Talstack is currently running a closed pilot with eight paying customers (businesses), with at least three employees in each company taking the platform’s “self-paced courses and engaging in the learner community.” Currently, employees in its pilot have access to five courses on soft skills, including “Communicating Effectively in the Workplace,” “Giving and Receiving Feedback,” “Time Management,” “Goal Setting,” and “Problem-Solving.” 

Sulyman said the startup launched with soft skills because it was a pressing need for the companies in its closed pilot and through their research, “soft skills are the bigger problem for companies today.” He also stated that because these skills are necessary regardless of a company’s department and cut across roles, it was faster to deploy and test some hypotheses. The three-month-old upstart will shortly onboard more professionals as it develops a more robust course catalog to address Africa’s most sought-after cross-functional and domain skills and competencies. The upstart also plans to open access to a broader set of employers in the second half of this year.

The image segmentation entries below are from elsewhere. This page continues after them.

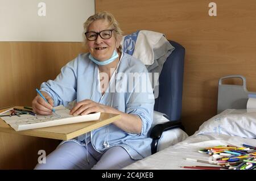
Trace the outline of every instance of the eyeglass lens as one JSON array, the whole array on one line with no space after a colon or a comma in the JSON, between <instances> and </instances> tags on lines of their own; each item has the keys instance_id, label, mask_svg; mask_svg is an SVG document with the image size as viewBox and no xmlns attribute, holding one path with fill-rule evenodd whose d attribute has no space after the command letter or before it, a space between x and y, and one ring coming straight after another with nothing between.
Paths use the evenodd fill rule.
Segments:
<instances>
[{"instance_id":1,"label":"eyeglass lens","mask_svg":"<svg viewBox=\"0 0 256 181\"><path fill-rule=\"evenodd\" d=\"M112 36L112 31L111 30L103 30L100 32L88 32L85 33L86 38L89 41L94 41L98 37L98 35L103 39L109 39Z\"/></svg>"}]
</instances>

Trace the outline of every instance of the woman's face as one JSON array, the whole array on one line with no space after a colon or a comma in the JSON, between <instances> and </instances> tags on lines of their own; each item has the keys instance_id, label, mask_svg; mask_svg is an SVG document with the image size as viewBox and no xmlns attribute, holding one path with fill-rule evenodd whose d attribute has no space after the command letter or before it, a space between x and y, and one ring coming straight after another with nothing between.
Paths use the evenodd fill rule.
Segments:
<instances>
[{"instance_id":1,"label":"woman's face","mask_svg":"<svg viewBox=\"0 0 256 181\"><path fill-rule=\"evenodd\" d=\"M110 30L109 23L105 19L98 19L89 26L87 31L99 32L102 30ZM98 61L105 61L111 57L114 49L117 47L117 41L112 32L112 36L109 39L102 39L98 35L94 41L86 41L86 45L91 55Z\"/></svg>"}]
</instances>

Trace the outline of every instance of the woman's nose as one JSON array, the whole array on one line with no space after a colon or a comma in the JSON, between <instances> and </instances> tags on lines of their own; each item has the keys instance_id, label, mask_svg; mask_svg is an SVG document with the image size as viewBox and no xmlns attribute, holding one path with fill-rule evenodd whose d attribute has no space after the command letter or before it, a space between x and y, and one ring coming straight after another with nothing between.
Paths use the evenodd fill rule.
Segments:
<instances>
[{"instance_id":1,"label":"woman's nose","mask_svg":"<svg viewBox=\"0 0 256 181\"><path fill-rule=\"evenodd\" d=\"M96 44L100 44L102 43L103 41L103 39L101 38L101 37L100 36L100 35L98 35L98 37L97 37L96 40L95 40L95 43Z\"/></svg>"}]
</instances>

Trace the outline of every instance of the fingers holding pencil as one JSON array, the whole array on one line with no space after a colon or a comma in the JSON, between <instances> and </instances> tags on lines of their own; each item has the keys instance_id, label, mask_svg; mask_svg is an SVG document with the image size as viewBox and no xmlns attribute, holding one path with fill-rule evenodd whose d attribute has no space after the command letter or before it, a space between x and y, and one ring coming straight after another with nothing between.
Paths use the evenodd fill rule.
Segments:
<instances>
[{"instance_id":1,"label":"fingers holding pencil","mask_svg":"<svg viewBox=\"0 0 256 181\"><path fill-rule=\"evenodd\" d=\"M53 100L47 92L42 91L42 94L43 95L48 103L46 102L41 96L38 95L32 102L33 111L43 115L51 115L52 113Z\"/></svg>"}]
</instances>

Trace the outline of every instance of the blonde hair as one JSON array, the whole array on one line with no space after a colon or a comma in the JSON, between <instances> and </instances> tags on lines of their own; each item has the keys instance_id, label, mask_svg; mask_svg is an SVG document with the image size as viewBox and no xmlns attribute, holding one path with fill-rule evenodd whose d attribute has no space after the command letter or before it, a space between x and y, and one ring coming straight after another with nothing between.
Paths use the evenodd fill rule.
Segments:
<instances>
[{"instance_id":1,"label":"blonde hair","mask_svg":"<svg viewBox=\"0 0 256 181\"><path fill-rule=\"evenodd\" d=\"M85 44L86 41L87 41L87 39L85 35L85 32L87 32L88 27L90 26L90 23L98 19L107 20L109 23L110 26L112 27L112 28L114 29L114 36L115 38L115 40L117 40L118 38L120 39L121 38L123 32L119 27L118 22L117 21L115 18L114 18L114 16L112 14L107 11L102 11L97 12L94 15L90 16L90 17L88 18L88 19L87 19L86 22L84 23L83 36ZM119 47L118 47L117 50L119 53L122 52L121 45L119 45Z\"/></svg>"}]
</instances>

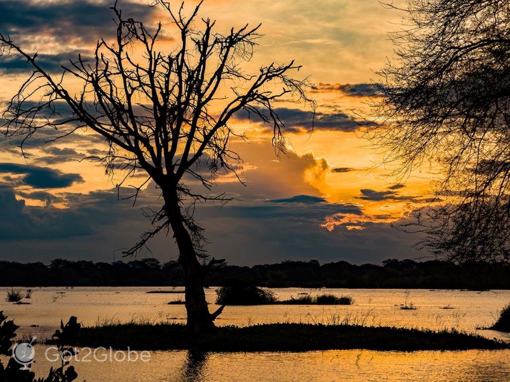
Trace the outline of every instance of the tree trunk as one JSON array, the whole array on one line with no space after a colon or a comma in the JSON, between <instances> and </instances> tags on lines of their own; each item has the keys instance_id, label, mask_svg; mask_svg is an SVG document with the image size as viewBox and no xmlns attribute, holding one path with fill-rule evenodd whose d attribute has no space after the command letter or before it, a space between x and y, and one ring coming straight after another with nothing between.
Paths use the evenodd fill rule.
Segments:
<instances>
[{"instance_id":1,"label":"tree trunk","mask_svg":"<svg viewBox=\"0 0 510 382\"><path fill-rule=\"evenodd\" d=\"M214 328L214 319L219 313L209 313L203 290L203 266L197 258L191 237L184 225L177 198L165 197L165 200L167 215L179 249L179 263L184 271L186 325L196 334L210 330Z\"/></svg>"}]
</instances>

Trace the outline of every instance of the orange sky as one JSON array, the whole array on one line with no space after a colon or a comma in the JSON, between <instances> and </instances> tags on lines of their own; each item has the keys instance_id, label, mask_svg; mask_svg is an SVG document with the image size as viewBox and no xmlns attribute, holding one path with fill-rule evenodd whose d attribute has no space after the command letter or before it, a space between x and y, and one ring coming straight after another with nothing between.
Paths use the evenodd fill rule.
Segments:
<instances>
[{"instance_id":1,"label":"orange sky","mask_svg":"<svg viewBox=\"0 0 510 382\"><path fill-rule=\"evenodd\" d=\"M21 3L37 4L37 7L32 9L31 12L40 12L41 14L50 9L52 4L62 3L64 7L69 4L60 0L37 2L22 0L18 3L19 15L16 14L13 17L14 20L20 19L20 28L23 22ZM104 12L110 12L103 1L83 0L81 3L85 9L89 7L91 10L100 12L97 10L103 6ZM127 2L120 2L121 7L123 3ZM137 12L143 12L142 7L146 2L143 0L137 3L140 4ZM190 9L194 4L187 2L186 9ZM16 6L15 3L9 0L0 1L0 8L8 6ZM126 13L129 13L132 6L129 3L125 5ZM68 15L71 11L67 16L63 12L61 16L57 15L55 17L62 17L67 22L69 20L65 18L70 17ZM283 63L295 59L303 66L298 75L310 76L310 80L320 90L313 94L318 103L319 119L321 117L328 119L327 123L318 124L313 133L289 133L288 137L292 145L289 146L290 155L279 158L274 155L270 147L271 137L258 124L242 119L236 120L236 130L244 131L249 138L247 143L234 143L235 149L245 160L242 177L246 181L247 186L233 184L235 181L227 177L219 180L218 190L226 188L228 192L240 199L256 204L308 195L322 198L321 208L326 205L345 206L347 208L355 207L362 213L350 213L342 210L338 213L325 212L320 218L314 215L313 224L318 227L317 232L320 233L318 234L322 237L341 230L343 236L338 240L343 241L348 241L349 235L361 234L354 231L371 229L372 226L367 223L385 224L385 222L400 219L414 206L422 204L420 200L427 197L429 190L430 176L427 169L414 174L405 185L400 184L398 179L384 176L387 172L384 169L369 170L379 157L371 150L369 142L360 138L362 134L356 131L349 118L352 115L353 109L367 110L364 104L368 97L359 96L359 94L349 92L349 89L352 86L356 89L360 84L362 86L377 81L374 71L381 67L386 58L393 55L392 47L386 34L398 28L396 23L401 16L399 12L385 9L376 0L206 0L200 15L216 19L216 28L220 32L226 31L230 26L262 22L261 31L264 36L259 41L253 59L245 65L246 69L256 70L263 63ZM154 20L164 16L153 11L147 17L147 19ZM161 46L164 50L169 49L173 43L172 30L171 25L164 22L165 19L163 21L164 26L167 28L164 35L166 40L161 42ZM58 19L55 20L55 23L59 22ZM0 18L0 31L4 32L3 28L10 30L11 33L14 31L13 39L15 39L17 36L16 21L10 22ZM86 22L84 23L84 28L86 28ZM61 35L54 26L42 21L40 24L38 31L28 31L29 35L33 34L33 38L29 36L27 38L26 34L19 36L20 43L22 43L26 49L55 55L76 49L86 51L94 44L93 33L91 36L70 35L63 42L60 38ZM97 26L97 33L101 32L103 28L102 25ZM0 100L5 101L15 92L16 86L26 77L26 72L3 67L0 65L3 73L0 76ZM351 86L345 86L348 84ZM72 88L73 86L72 82L69 83L69 86ZM303 106L286 103L285 107L297 110ZM88 149L93 148L84 147L83 144L68 140L53 144L52 147L61 150L71 149L79 155L84 155ZM5 144L2 146L7 147ZM68 160L50 161L47 157L51 154L48 154L47 147L44 145L31 148L30 151L33 156L28 162L13 149L15 148L10 147L0 151L0 162L48 167L61 173L79 174L81 178L67 187L38 188L22 180L24 173L3 171L0 173L3 184L11 185L16 199L25 201L24 213L28 213L29 206L72 209L74 199L69 199L68 196L95 195L94 193L98 190L111 189L117 181L105 176L104 170L94 163L79 163L74 155L70 155ZM56 152L54 150L53 152ZM13 179L19 181L13 182ZM48 193L56 198L48 202L47 198L31 197L30 194L32 193L36 193L34 196L39 195L38 192ZM210 219L212 219L208 215L205 220L209 222ZM217 225L221 226L221 222L218 221ZM206 225L207 228L207 223ZM250 230L253 230L251 226L249 230L239 234L248 234ZM292 230L289 232L291 234L288 232L287 234L292 234ZM214 241L214 238L211 238ZM410 242L407 239L405 241L406 245ZM402 247L401 250L404 248ZM30 252L30 245L27 251ZM291 257L290 254L284 258ZM309 256L313 257L311 254ZM356 261L354 255L349 258Z\"/></svg>"}]
</instances>

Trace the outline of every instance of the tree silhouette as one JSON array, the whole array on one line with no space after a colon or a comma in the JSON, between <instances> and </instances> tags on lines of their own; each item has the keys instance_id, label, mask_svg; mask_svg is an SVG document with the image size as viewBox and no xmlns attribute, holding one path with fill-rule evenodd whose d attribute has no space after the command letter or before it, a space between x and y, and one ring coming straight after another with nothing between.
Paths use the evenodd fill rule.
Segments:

Backing from local investors to drive experimentation

Talstack courses are taught by African professionals and operators with operating experience in Africa, working for prominent startups and multinationals such as Andela, MAX, Paystack and Google. Each course has several modules in video format (five minutes or less). While Talstack pays these instructors a flat fee per course, it might explore sharing its revenue (which it gets from currently charging businesses a monthly subscription of N10,000 (~$13.33) per employee) as it engages a broader set of instructors upon launch. 

Many of our current instructors are experienced professionals who already have an appetite for sharing their knowledge and are being viewed as thought leaders. However, there is no scalable way for them to create and deliver courses to a large, engaged audience, which Talstack provides,” said Sulyman, adding that other companies and traditional training agencies can monetize their content on platforms like these professionals. 

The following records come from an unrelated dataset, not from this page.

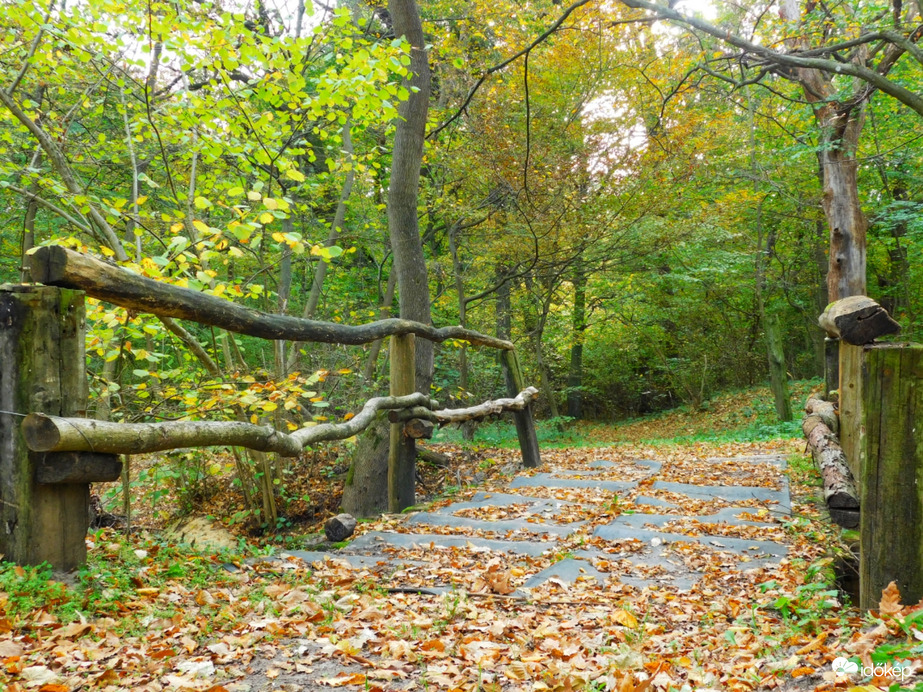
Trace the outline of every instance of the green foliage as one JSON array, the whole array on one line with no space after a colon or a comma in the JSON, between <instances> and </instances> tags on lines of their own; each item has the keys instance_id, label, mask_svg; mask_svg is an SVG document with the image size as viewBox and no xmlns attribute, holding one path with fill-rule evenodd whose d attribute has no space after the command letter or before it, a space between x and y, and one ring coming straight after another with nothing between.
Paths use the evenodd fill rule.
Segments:
<instances>
[{"instance_id":1,"label":"green foliage","mask_svg":"<svg viewBox=\"0 0 923 692\"><path fill-rule=\"evenodd\" d=\"M20 567L0 562L0 610L15 620L43 608L55 612L63 622L76 620L80 614L74 594L52 580L50 565Z\"/></svg>"}]
</instances>

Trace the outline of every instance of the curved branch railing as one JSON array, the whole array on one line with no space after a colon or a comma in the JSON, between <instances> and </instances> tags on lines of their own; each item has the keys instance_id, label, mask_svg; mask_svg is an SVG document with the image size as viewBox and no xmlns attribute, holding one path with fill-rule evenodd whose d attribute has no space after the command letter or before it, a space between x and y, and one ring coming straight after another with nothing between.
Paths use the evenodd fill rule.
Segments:
<instances>
[{"instance_id":1,"label":"curved branch railing","mask_svg":"<svg viewBox=\"0 0 923 692\"><path fill-rule=\"evenodd\" d=\"M290 315L272 315L207 293L148 279L57 245L39 248L30 261L33 280L47 286L74 288L93 298L138 312L192 320L262 339L359 345L386 336L413 334L436 343L458 339L475 346L513 350L509 341L462 327L436 328L402 319L351 326Z\"/></svg>"}]
</instances>

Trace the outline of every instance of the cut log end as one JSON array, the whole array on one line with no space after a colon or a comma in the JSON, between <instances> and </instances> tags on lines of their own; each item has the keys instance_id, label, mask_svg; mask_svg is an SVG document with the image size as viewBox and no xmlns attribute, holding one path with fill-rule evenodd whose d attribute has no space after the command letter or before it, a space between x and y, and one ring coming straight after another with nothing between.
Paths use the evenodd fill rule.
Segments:
<instances>
[{"instance_id":1,"label":"cut log end","mask_svg":"<svg viewBox=\"0 0 923 692\"><path fill-rule=\"evenodd\" d=\"M332 543L345 541L356 530L356 518L351 514L337 514L324 524L324 535Z\"/></svg>"},{"instance_id":2,"label":"cut log end","mask_svg":"<svg viewBox=\"0 0 923 692\"><path fill-rule=\"evenodd\" d=\"M833 520L834 524L844 529L859 528L860 518L861 518L861 515L859 514L858 509L835 509L833 507L830 508L830 519Z\"/></svg>"},{"instance_id":3,"label":"cut log end","mask_svg":"<svg viewBox=\"0 0 923 692\"><path fill-rule=\"evenodd\" d=\"M61 441L54 421L43 413L30 413L22 422L22 434L33 452L48 452Z\"/></svg>"},{"instance_id":4,"label":"cut log end","mask_svg":"<svg viewBox=\"0 0 923 692\"><path fill-rule=\"evenodd\" d=\"M35 457L35 480L45 485L108 483L122 475L122 462L115 454L48 452Z\"/></svg>"},{"instance_id":5,"label":"cut log end","mask_svg":"<svg viewBox=\"0 0 923 692\"><path fill-rule=\"evenodd\" d=\"M818 323L828 336L853 346L864 346L901 330L888 311L868 296L850 296L831 303Z\"/></svg>"}]
</instances>

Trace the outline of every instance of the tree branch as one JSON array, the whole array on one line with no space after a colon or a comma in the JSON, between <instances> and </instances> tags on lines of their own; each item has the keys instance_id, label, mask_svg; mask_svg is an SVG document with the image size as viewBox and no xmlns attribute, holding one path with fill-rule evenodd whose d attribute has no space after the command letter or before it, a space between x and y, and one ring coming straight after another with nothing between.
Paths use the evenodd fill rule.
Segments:
<instances>
[{"instance_id":1,"label":"tree branch","mask_svg":"<svg viewBox=\"0 0 923 692\"><path fill-rule=\"evenodd\" d=\"M178 317L262 339L356 345L394 334L415 334L438 343L458 339L478 346L513 350L509 341L462 327L437 329L403 319L350 326L290 315L272 315L207 293L138 276L127 269L60 246L39 248L33 253L31 261L34 280L46 285L76 288L94 298L158 317Z\"/></svg>"}]
</instances>

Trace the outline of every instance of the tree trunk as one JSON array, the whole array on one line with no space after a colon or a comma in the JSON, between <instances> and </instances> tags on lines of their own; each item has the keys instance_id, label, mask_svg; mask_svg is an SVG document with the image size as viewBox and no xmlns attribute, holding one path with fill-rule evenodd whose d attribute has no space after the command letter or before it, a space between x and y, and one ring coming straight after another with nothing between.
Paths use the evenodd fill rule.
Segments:
<instances>
[{"instance_id":1,"label":"tree trunk","mask_svg":"<svg viewBox=\"0 0 923 692\"><path fill-rule=\"evenodd\" d=\"M827 299L833 302L865 295L868 223L859 202L856 148L868 96L857 96L849 107L839 107L837 89L829 75L800 69L798 81L814 108L814 120L821 132L818 158L823 174L824 215L830 232Z\"/></svg>"},{"instance_id":2,"label":"tree trunk","mask_svg":"<svg viewBox=\"0 0 923 692\"><path fill-rule=\"evenodd\" d=\"M779 316L768 314L763 319L766 332L766 356L769 361L769 385L776 404L776 417L780 421L792 419L792 401L788 391L788 371L785 367L782 325Z\"/></svg>"},{"instance_id":3,"label":"tree trunk","mask_svg":"<svg viewBox=\"0 0 923 692\"><path fill-rule=\"evenodd\" d=\"M586 333L586 273L578 267L574 275L574 313L571 320L570 372L567 375L567 415L583 417L583 339Z\"/></svg>"},{"instance_id":4,"label":"tree trunk","mask_svg":"<svg viewBox=\"0 0 923 692\"><path fill-rule=\"evenodd\" d=\"M346 179L343 181L343 189L340 191L340 200L337 202L337 210L333 217L333 223L330 224L330 232L327 234L327 240L324 245L331 247L337 242L340 231L343 230L343 224L346 222L346 203L349 201L353 192L353 183L356 180L356 167L353 159L353 140L351 136L352 123L349 119L343 125L343 151L349 157L350 168L346 171ZM304 306L302 317L306 320L314 319L317 312L317 304L320 302L321 292L324 288L324 279L327 278L327 269L329 265L323 259L320 259L314 266L314 278L311 281L311 291L308 293L308 300ZM287 372L293 372L298 367L299 348L301 344L295 343L291 346L288 358Z\"/></svg>"},{"instance_id":5,"label":"tree trunk","mask_svg":"<svg viewBox=\"0 0 923 692\"><path fill-rule=\"evenodd\" d=\"M381 306L378 308L378 319L387 319L388 315L391 314L391 305L394 303L394 289L396 286L397 274L392 271L388 275L388 285L387 288L385 288L385 295L381 302ZM384 339L377 339L372 342L372 346L369 349L369 355L365 361L365 370L362 371L362 375L365 377L366 382L371 382L372 378L375 377L375 371L378 369L378 354L381 353L381 344L383 342Z\"/></svg>"},{"instance_id":6,"label":"tree trunk","mask_svg":"<svg viewBox=\"0 0 923 692\"><path fill-rule=\"evenodd\" d=\"M497 265L497 338L509 341L513 331L513 307L507 271L502 264Z\"/></svg>"},{"instance_id":7,"label":"tree trunk","mask_svg":"<svg viewBox=\"0 0 923 692\"><path fill-rule=\"evenodd\" d=\"M754 123L754 106L747 91L747 109L750 113L750 168L753 175L753 192L759 193L759 166L756 151L756 125ZM763 200L756 205L756 307L763 324L766 339L766 360L769 364L769 387L775 400L776 417L780 421L792 419L792 402L788 392L788 372L785 367L785 348L782 343L782 325L779 316L766 309L764 289L766 284L766 264L772 256L774 241L772 234L766 234L766 250L763 251Z\"/></svg>"},{"instance_id":8,"label":"tree trunk","mask_svg":"<svg viewBox=\"0 0 923 692\"><path fill-rule=\"evenodd\" d=\"M420 166L429 110L429 62L416 2L390 0L388 9L395 35L404 36L411 45L413 75L406 85L410 88L410 98L401 104L394 134L388 231L394 252L401 317L429 324L429 280L417 218ZM433 378L433 346L429 341L417 340L415 370L417 391L429 392ZM370 516L388 507L388 433L387 419L383 419L363 435L343 489L344 511Z\"/></svg>"},{"instance_id":9,"label":"tree trunk","mask_svg":"<svg viewBox=\"0 0 923 692\"><path fill-rule=\"evenodd\" d=\"M22 414L84 415L83 294L43 286L0 291L0 552L71 570L86 560L87 483L36 482L40 461L20 434Z\"/></svg>"}]
</instances>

On the other hand, employees can access tools and a journey map for self-assessment, an active community of other learners and opportunities to interact with these African operators through live Q&As. 

L-R: Kayode Oyewole and Seni Sulyman (Talstack co-founders)

The size of Africa’s workforce today is close to 400 million people and leaders of the continent’s most prominent companies have the same fears as their global counterparts. In PwC’s annual CEO survey, 87% of African business leaders expressed concern about the impact of talent gaps on their company’s productivity and ability to deliver on business outcomes, and 47% of them would like to prioritize training and upskilling to bridge skill gaps. 

Therefore, though Talstack is starting with small startups with tens to hundreds of employees, helping legacy companies such as banks, telcos and large consumer-facing companies deliver outcomes for thousands of their employees is critical to seeing exponential growth and adoption. For now, though, Talstack, buoyed by founders-market fit and an $850,000 pre-seed, will first experiment, then wait and see if Africa, which has the youngest population globally, wants what it’s selling.

“We’ll continue running our ongoing closed pilot, fill a few important roles, launch more courses and tools, iterate on tech/product and open up the platform to more companies. Our pre-seed round aims to prove our thesis with customers ahead of our seed,” Oyewole noted. The only way we build hundreds and thousands of regionally and globally competitive companies on the continent is for us to have a highly competent workforce across all levels and that’s the need Talstack addresses.”

Pan-African early-stage investor Ventures Platform led the pre-seed round while Voltron Capital and Golden Palm Investments participated. TLcom Capital, an Africa-focused growth fund, also backed the startup, its first pre-seed investment from the firm’s second fund (TIDE Africa Fund II), according to partner Eloho Omame.